The Critical Care Surgeon



The Critical Care Surgeon





While the designation of a specialized hospital site for immediate postoperative care dates back to the early 1940s, the creation of surgical intensive care units with a capacity for days of monitoring and management did not emerge until about two decades later. Prompted by the poliomyelitis epidemic of the 1940s, the demand for effective mechanical ventilation resulted in positive pressure ventilators, which became more widely utilized in these new intensive care settings.

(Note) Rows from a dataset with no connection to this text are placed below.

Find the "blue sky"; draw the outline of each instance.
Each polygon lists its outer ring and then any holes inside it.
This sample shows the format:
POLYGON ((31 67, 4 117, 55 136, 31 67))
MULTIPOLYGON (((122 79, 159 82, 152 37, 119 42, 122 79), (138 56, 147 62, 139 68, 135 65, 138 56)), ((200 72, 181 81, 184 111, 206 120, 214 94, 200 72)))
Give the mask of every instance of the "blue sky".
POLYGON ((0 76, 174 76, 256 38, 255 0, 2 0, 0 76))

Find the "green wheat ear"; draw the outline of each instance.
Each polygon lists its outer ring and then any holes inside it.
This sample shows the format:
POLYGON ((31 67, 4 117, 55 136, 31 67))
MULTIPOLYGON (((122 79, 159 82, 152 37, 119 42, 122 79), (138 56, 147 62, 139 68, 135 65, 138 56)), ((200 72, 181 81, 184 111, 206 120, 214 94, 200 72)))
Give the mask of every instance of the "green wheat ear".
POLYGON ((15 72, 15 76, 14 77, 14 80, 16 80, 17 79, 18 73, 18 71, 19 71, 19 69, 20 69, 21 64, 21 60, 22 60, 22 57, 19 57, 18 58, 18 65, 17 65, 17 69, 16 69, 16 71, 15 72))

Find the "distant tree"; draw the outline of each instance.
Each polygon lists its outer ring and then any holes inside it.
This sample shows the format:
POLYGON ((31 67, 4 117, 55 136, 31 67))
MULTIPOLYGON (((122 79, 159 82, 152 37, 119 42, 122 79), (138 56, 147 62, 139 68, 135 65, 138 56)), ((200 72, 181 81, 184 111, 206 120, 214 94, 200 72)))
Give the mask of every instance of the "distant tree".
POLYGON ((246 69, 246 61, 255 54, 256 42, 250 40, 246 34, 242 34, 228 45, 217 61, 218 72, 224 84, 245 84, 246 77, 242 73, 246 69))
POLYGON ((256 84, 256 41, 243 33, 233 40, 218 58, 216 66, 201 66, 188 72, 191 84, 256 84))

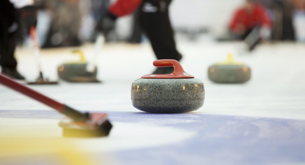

Over the ensuing decades, the initial primacy of airway and breathing support has been equaled by the implementation of monitoring and manipulation of the circulation. This has been accompanied by improvements such as better use of blood products, renal replacement therapy, transplant surgery, emergency cardiac interventions, novel anesthetic agents, new antibiotics, etc (1).

These advancements have prolonged and saved the lives of patients with surgical critical illness, resulting in not only these better outcomes, but also a monumental effort at clinical and experimental investigation to elucidate the fundamental pathophysiology of these disorders and principles of management.

Since the beginning of critical care concepts, surgeons have been actively engaged in patient care, education, leadership, and scholarly pursuits linked to surgical critical illness. By 1987, the American Board of Surgery recognized that surgeons with a special interest and expertise in surgical critical illness should be acknowledged with subspecialty board certification.

Since the 1980s, subspecialization within the context of general surgery has become more prevalent with and without subspecialty board certification, especially in academic medical centers (2). Vascular surgery, surgical oncology, colorectal surgery, and minimally invasive surgery, for instance, have become common arenas of expertise with little or no regular exposure to patients with surgical critical illness.

In contrast, trauma surgery, another common practice of special interest, has maintained an active surgical critical care component with fellowship trainees expected to attain surgical critical care board certification. This special qualification of the trauma surgeon combined with infrequent exposure of other general surgery specialties to surgical critical illness has been a principle underpinning to the creation of yet another specialty—the acute care surgeon.


THE ACUTE CARE SURGEON

The acute care surgeon combines the interests and expertise of the trauma surgeon, the critical care surgeon, and the general surgeon who attends “time-sensitive” surgical conditions. The expectation that many sociological, training, and practice preference features will demand an increasing workforce of acute care surgeons has resulted in the plan for fellowship training in the specialty of acute care surgery (2, 3, 4). Training in surgical critical care is a fundamental component of this new training paradigm, and this manual is designed to assist that training, especially from the perspective that surgical critical illness is, indeed, a surgical condition best understood and manipulated by surgeons.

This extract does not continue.